LEWISTON – Before the panels with all those names rose up, creating a replica of the Vietnam Veterans Memorial overlooking the Androscoggin River, a solemn object needed burying.
The relic: a Purple Heart earned by Medal of Honor recipient Thomas McMahon.
McMahon’s brother, Michael, placed the heart inside the wooden foundation of the replica, at the meeting point of the wall’s two wings.
The medal will reside there until Sunday afternoon, when the traveling wall moves on.
Why? Tradition.
As the story goes, when the foundation was poured for the original wall in Washington, a vet pitched his medal into the hardening concrete.
“This wall needs a heart,” he said.
McMahon, a Lewiston native who was killed in Vietnam on March 19, 1969, will be the replica’s heart for its stay.
The wall is scheduled to open to the public Friday at sunrise.
In the meantime, volunteers will erect 48 panels, landscape around them and put up lights, computers, chairs and sound equipment for the thousands of people who will likely visit.

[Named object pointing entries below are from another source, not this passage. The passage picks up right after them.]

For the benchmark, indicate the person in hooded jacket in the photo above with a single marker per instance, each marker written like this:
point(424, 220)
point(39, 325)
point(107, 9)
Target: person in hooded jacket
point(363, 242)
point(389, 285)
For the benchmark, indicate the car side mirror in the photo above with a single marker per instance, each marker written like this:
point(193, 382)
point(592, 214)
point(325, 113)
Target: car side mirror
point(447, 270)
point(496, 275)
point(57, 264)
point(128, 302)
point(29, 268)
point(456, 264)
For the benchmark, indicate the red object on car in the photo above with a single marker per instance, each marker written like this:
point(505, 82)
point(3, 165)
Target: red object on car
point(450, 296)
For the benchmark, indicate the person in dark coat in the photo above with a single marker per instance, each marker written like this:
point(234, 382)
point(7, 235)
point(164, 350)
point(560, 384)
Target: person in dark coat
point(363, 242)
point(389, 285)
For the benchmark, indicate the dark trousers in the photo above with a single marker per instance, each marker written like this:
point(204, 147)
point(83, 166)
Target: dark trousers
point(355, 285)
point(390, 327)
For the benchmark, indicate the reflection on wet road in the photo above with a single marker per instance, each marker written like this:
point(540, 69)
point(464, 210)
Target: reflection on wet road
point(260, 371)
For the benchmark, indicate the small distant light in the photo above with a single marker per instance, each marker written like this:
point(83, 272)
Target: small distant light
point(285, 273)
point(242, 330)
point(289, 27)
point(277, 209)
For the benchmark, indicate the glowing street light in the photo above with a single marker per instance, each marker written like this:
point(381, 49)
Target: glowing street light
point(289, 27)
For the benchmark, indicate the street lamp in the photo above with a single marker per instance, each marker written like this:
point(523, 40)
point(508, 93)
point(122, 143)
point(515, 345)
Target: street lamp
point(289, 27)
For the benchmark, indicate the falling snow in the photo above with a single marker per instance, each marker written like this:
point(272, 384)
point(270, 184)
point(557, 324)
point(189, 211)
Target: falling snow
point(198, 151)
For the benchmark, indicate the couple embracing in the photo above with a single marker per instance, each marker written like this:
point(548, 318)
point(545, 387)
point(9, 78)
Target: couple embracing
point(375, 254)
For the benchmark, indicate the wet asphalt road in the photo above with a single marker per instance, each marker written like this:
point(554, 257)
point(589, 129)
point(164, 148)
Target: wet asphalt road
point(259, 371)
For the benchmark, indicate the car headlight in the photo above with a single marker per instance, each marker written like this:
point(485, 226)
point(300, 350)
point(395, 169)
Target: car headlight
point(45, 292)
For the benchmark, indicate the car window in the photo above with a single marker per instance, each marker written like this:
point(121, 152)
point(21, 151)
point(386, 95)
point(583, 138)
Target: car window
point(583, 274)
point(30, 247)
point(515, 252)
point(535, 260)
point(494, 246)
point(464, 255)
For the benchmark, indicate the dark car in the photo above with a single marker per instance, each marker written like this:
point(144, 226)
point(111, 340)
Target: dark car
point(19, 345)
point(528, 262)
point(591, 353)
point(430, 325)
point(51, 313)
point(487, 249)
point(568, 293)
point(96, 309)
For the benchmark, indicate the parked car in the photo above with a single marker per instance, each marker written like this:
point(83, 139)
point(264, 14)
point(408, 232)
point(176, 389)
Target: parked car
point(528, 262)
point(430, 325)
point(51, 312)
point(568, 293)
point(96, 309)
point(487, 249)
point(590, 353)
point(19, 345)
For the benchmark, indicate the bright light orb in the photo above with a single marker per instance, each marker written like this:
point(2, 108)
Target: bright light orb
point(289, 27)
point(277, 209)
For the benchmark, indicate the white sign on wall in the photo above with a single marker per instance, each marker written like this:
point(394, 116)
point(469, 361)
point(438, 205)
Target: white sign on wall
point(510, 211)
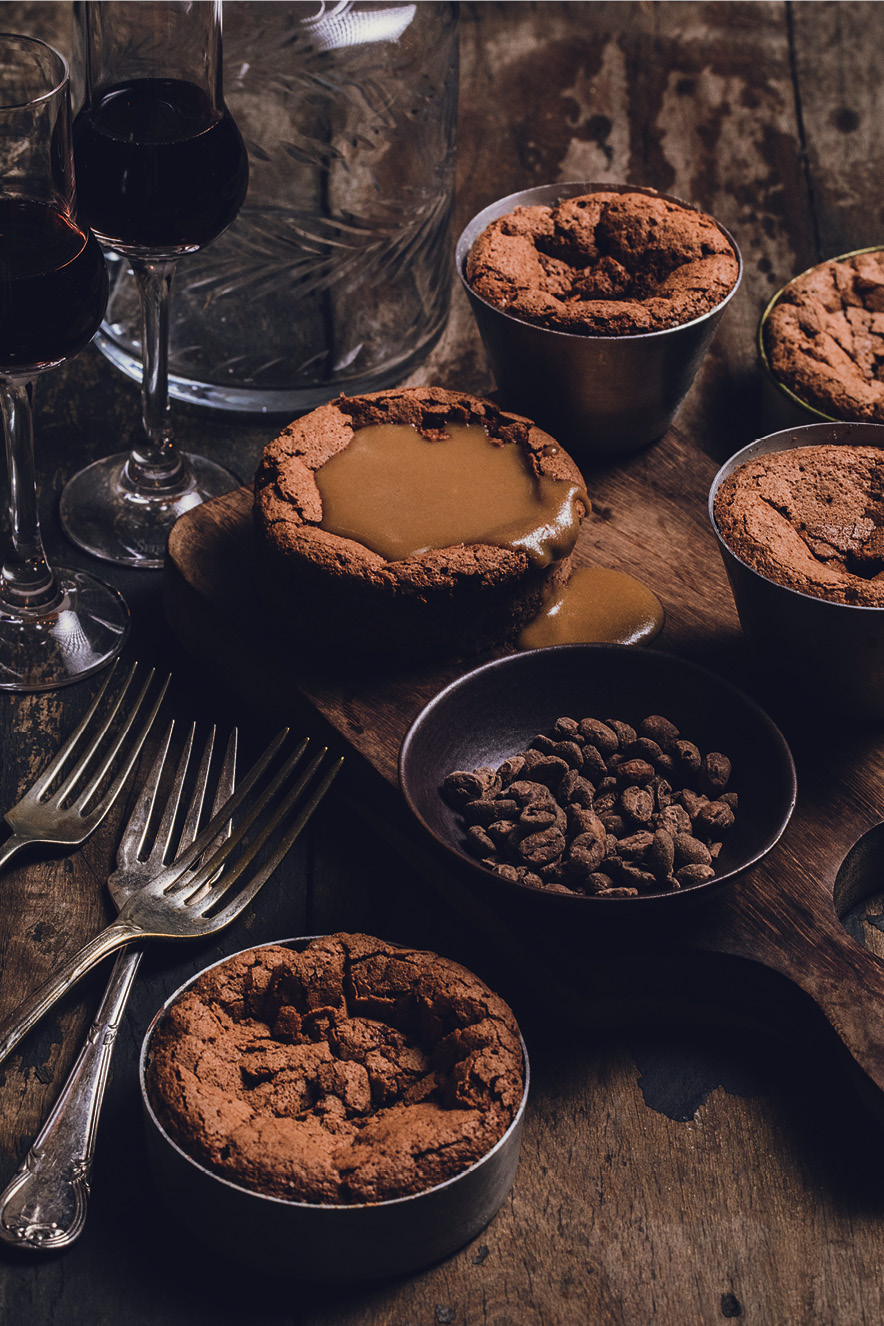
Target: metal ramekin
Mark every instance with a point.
(782, 407)
(832, 651)
(601, 395)
(326, 1243)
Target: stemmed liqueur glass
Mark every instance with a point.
(161, 171)
(55, 627)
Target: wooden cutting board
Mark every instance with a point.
(765, 947)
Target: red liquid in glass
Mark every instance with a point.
(53, 287)
(158, 167)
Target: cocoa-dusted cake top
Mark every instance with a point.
(605, 264)
(811, 519)
(825, 337)
(349, 1072)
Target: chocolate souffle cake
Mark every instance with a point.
(414, 523)
(605, 264)
(349, 1072)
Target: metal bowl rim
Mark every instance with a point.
(748, 452)
(461, 251)
(689, 891)
(762, 322)
(288, 1202)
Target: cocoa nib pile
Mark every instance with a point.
(349, 1072)
(605, 264)
(825, 337)
(599, 808)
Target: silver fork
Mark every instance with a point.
(176, 903)
(69, 813)
(44, 1205)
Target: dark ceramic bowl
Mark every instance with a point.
(496, 710)
(321, 1241)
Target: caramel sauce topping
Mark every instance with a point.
(597, 606)
(400, 493)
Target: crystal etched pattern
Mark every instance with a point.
(337, 273)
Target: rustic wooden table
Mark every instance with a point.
(673, 1170)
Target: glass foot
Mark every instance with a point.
(52, 647)
(106, 516)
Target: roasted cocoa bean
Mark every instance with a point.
(691, 851)
(659, 729)
(715, 773)
(638, 802)
(599, 735)
(635, 772)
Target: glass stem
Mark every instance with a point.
(28, 582)
(155, 463)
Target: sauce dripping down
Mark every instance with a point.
(597, 606)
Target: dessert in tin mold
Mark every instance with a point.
(350, 1072)
(825, 337)
(605, 264)
(810, 519)
(418, 521)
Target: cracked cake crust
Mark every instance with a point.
(605, 264)
(337, 593)
(811, 519)
(353, 1070)
(825, 337)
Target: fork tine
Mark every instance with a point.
(98, 736)
(115, 748)
(241, 829)
(66, 751)
(198, 796)
(134, 836)
(215, 828)
(225, 784)
(247, 894)
(253, 812)
(166, 826)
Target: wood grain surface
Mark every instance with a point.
(680, 1163)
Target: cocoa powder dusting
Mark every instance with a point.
(605, 264)
(811, 519)
(825, 337)
(349, 1072)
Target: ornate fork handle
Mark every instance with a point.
(28, 1013)
(44, 1205)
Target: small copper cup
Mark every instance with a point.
(601, 395)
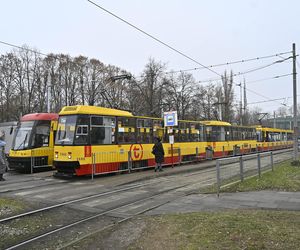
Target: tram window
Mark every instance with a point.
(202, 135)
(216, 133)
(228, 134)
(194, 132)
(144, 131)
(82, 130)
(259, 137)
(102, 130)
(158, 130)
(126, 130)
(42, 133)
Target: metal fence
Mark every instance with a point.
(236, 169)
(41, 158)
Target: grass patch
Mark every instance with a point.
(285, 177)
(247, 229)
(10, 206)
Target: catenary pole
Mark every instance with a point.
(49, 93)
(295, 104)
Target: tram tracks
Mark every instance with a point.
(138, 201)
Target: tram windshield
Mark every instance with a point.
(22, 136)
(32, 134)
(85, 130)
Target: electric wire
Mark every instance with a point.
(230, 63)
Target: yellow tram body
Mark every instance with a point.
(97, 140)
(116, 138)
(33, 142)
(274, 138)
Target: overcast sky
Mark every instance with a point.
(210, 32)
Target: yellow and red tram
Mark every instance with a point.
(113, 137)
(97, 140)
(225, 139)
(33, 142)
(274, 138)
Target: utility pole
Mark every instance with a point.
(241, 104)
(295, 104)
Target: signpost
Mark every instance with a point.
(171, 120)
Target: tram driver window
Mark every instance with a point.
(41, 137)
(102, 130)
(81, 134)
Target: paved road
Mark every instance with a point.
(243, 200)
(42, 186)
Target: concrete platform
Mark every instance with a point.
(242, 200)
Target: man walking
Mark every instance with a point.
(159, 153)
(2, 159)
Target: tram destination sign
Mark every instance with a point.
(170, 119)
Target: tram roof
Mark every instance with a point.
(274, 130)
(93, 110)
(39, 116)
(216, 123)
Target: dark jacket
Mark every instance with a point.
(159, 152)
(2, 158)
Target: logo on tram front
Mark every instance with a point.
(136, 151)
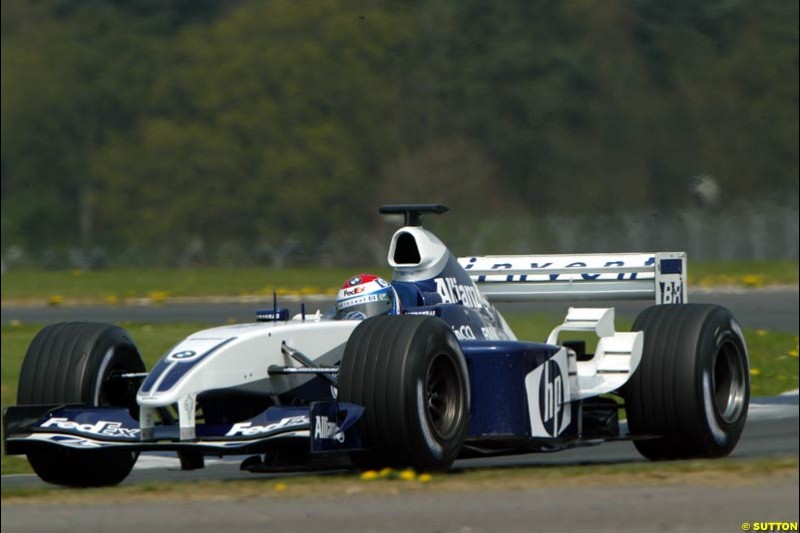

“When we’re done setting up, it will look like it’s been here forever,” said Michael Martel of the Fortin Group, a local funeral company that helped bring the wall to Lewiston. The wall is owned by Dignity Memorial, a national network of funeral homes.
The replica arrived in Lewiston on Sunday, escorted into the city by more than 1,000 motorcyclists.
The panel assembly began Monday morning with a crew of about 50, including people from Auburn Public Works and Seabees from Brunswick Naval Air Station.
Today, workers plan to complete the assembly and spread several truckloads of mulch around the wall. Then they’ll begin setting up the computers that visitors can use to look up individual names on the wall.
The first official visitors are scheduled to be children.
Fifth- and sixth-graders from Lewiston’s public elementary schools are scheduled to visit Thursday morning along with the entire student body of McMahon Elementary, which got its name from the man whose medal is buried beneath the apex.
The medal is one of several in a glass case kept in the school lobby, including the rare blue ribbon with gold stars of the Medal of Honor.
One of the stories will likely be of McMahon’s courage. He was a 20-year-old medic trying to carry injured comrades to safety was he was killed.
His name is one of 58,256 on the wall.
“There will be Vietnam veterans here to answer all their questions,” said Martel, who estimated that more than 1,500 children will visit Thursday.
On Thursday afternoon, the wall will be open for people with disabilities and people from nursing homes and veterans homes.
The wall will open to the public at dawn Friday and will stay open around the clock until 3:30 p.m. Sunday.